Yes, I understand, thank you very much. I've thought about buying DUCK and to check on your own machine and for producing information, statistics — is that, in relation to the Volvo, about experience information.
wrote to the fact that there are more than a simple, fairly reliable sameblock and maintenance easier and cheaper-checked personally.
I was recommended to write to You:
I bought a new Tahoe and 42,000 miles of travel on the factory oil, and yesterday replaced it with a oil without friction modifiers, and immediately climbed the creaking in the corners.
Yes, the devil knows .I think I'm going to put the experiment on his car. Most likely flushing will help .
Just after the incident with the car of Ruslan already want to understand what's what.
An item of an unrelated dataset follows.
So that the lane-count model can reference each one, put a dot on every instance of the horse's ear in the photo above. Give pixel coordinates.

PS the clutch does not change.In any case, spares are available
Most likely due to the saturation of the friction material modifier .At different differential speeds, the plates move relative to each other ( the unit still did not work) .And they start to creak. The modifier takes the sound — but it vovose does not mean that they are beginning to work as conceived by the manufacturer. The manufacturer is generally believed that the modifier disrupts the operation of the friction pairs and this leads to their wear.During povorotov low-speed friction pairs do not have to work!- a car differential works as a simple open differential.
The ambush that without additives the bridge with GOV-Locke it is not childish to howl...
GOV Lok is a LSD does not lock.
This is a normal, 100% sameblock, with the presence of the friction on one axle for damping shock loads.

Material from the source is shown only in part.